A special treat was an unexpected visit to the local community band’s practice session.  We could hear them from the street, so Daniel (our wonderful guide) got permission for us to go inside.  Check out that young boy.  He was an AMAZING drummer.


They very nicely played John Phillip Souza’s “Stars and Stripes Forever” just for us!  What a wonderful memory.

On the Road to Piazza Armerina 


I know.  You are all just itchin’ to find out how we are getting from point A to point B on this island.  Well, itch no more, because not only will I  TELL you, I’m also giving you the visual.  We have been traveling in comfort on this lovely bus.  There are only 16 of us, plus our guide, so we have LOTS of room to to spread out.  

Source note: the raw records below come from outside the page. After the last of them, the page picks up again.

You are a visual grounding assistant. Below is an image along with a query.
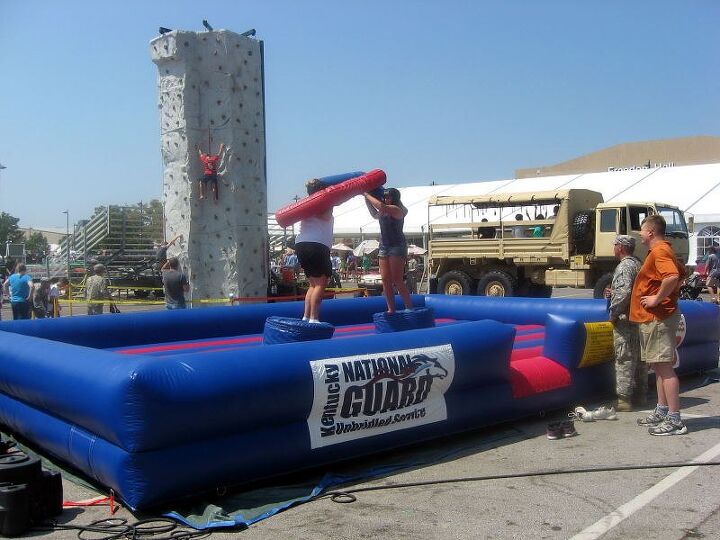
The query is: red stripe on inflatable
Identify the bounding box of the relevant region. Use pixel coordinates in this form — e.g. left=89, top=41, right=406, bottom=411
left=515, top=324, right=545, bottom=332
left=275, top=169, right=387, bottom=227
left=515, top=332, right=545, bottom=341
left=114, top=318, right=455, bottom=354
left=510, top=356, right=570, bottom=399
left=115, top=336, right=262, bottom=354
left=510, top=345, right=542, bottom=362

The view from these huge windows has been amazing.  We definitely chose the right time to visit Sicily–the wild flowers are blooming, everything is lush and green, and the temperature has been perfect! 

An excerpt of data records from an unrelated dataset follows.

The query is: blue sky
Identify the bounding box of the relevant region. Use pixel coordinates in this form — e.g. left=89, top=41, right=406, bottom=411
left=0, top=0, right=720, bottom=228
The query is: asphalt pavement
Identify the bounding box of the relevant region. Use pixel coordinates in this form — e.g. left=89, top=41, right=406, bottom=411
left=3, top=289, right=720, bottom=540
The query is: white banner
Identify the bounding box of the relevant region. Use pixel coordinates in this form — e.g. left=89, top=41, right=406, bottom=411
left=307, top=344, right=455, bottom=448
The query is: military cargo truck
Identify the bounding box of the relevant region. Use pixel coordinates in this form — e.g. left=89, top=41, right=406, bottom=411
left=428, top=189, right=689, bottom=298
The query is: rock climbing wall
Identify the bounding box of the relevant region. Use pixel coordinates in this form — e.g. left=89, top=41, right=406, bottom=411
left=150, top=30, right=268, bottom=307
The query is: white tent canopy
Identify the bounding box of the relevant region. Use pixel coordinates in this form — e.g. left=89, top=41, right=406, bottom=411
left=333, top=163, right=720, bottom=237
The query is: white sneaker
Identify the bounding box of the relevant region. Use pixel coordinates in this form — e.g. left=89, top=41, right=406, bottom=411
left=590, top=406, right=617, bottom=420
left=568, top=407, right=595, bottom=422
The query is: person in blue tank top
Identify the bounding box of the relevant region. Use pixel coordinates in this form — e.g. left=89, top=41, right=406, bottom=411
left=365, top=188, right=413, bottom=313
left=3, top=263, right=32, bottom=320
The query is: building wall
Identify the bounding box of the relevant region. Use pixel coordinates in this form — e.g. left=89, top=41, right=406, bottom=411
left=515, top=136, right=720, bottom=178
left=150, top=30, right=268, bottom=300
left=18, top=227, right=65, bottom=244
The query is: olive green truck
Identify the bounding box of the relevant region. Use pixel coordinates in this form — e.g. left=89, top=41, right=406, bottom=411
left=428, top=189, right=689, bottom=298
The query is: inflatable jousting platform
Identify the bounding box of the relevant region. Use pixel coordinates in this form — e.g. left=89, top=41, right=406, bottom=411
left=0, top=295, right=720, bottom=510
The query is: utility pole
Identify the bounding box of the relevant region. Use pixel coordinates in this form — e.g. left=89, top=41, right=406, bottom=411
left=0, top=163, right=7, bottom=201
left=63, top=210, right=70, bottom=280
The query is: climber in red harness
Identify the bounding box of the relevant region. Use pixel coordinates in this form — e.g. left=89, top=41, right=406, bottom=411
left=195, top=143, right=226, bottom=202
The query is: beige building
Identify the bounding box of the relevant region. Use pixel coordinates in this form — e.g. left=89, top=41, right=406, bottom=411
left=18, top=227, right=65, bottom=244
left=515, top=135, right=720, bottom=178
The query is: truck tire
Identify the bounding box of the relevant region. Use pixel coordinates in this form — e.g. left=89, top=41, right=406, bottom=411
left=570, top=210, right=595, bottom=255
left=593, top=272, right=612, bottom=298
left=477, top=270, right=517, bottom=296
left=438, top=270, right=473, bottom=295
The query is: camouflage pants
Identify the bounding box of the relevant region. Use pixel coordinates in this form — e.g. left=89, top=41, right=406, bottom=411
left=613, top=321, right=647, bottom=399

We are all so grateful that Marco, our bus driver,  is manouvering along these winding, VERY narrow roads, up and down the hillsides.   All we had to do is sit back, relax and take it all in.  

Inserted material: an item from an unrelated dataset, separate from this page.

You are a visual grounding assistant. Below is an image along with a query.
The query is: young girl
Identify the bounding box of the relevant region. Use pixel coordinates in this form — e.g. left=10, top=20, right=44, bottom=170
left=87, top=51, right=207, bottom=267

Once again, we will be time traveling, all the way back to Ancient Greece.  I don’t know why, but I just got a flash back to Mr. Peabody and his boy, Sherman, of the Rocky and Bullwinkle Show.  (“Every dog should have a boy”. God, I loved that show! ) How sad that so much of my knowledge of history, at least what stuck,  came from cartoons and Walt Disney!  But I digress. 

When we arrived at the Valley of the Temples, we were greeted by another Marco, our guide for the site.  An archaeologist,  he came equipped with maps, diagrams, and an abundance of enthusiasm.  

Sadly, the site had been picked clean by those successive waves of conquerors, so it was difficult to extract much information about the lifestyle of the original Greek inhabitants of Akragas (as the area was once known) from artifacts, bones, shards, etc.  

Fortunately, though, eight Greek temples remain at this UNESCO site, all built between 510 and 430 BC.  The best preserved temple, called “Concordia” by the non-archaeologists, (because the archaeologists didn’t have sufficient info to determine the correct names of the temples) was saved from being scavenged by the locals because it was transformed into a church by the Normans.  Walls were built between the pillars, and the entrance was changed, then at some point (and yeah, I forgot what Marco said.  Sorry!) it was all changed back.


From the valley, you can see the modern city of Agrigento, just beyond Greek temple F (the archaeologists’ name for Concordia. ) 

What Marco COULD tell us was that these arches were once the entrance to Greek tombs, that were later repurposed by the Normans for shelter, with the actual grave used as a manger for their animals.  The Greeks dug shallow graves — only about a foot and a half deep– and covered the hole with rocks.  Who knows what the Norman’s did with the remains they found when they moved those rocks! 


My favorite part of the site, however, was this incredible sculpture of Icarus, who fell from the skies because he flew too close to the sun.  Clearly, HE hadn’t been under water for 2,000 years!  Also clear was that he was a modern addition to the site.


After our tour, it was time for lunch at this lovely private home.  


You’d think we would have figured it out by now.  What we THOUGHT was the lunch, was actually just the antipasto, followed by several other courses.  We have concluded that we need to get much better at pacing ourselves!  But if the food wasn’t enough, there was yet another surprise in store for us:  The owner’s grandfather had been a renown craftsman, creating donkey carts that were truly works of art.  

The paintings on the sides of the carts were of historical events, like this one depicting the assassination of Julius Caesar.


Even the spokes on the wheels were intricately carved.  


Here’s our hostess, who also functioned as guide, cook and server.

These magical interludes are a big reason that Mike and I travel with OAT.  We NEVER would have been able to arrange for some of these fascinating encounters on our own!  

By now, we were completely sated with food and culture, ready for our one night stay at Vecchia Masseria in Piazza Amerina.  

And yes, it really WAS that beautiful.  Another agritourismo, in a pastoral setting with delicious,  locally sourced food.  Life is good.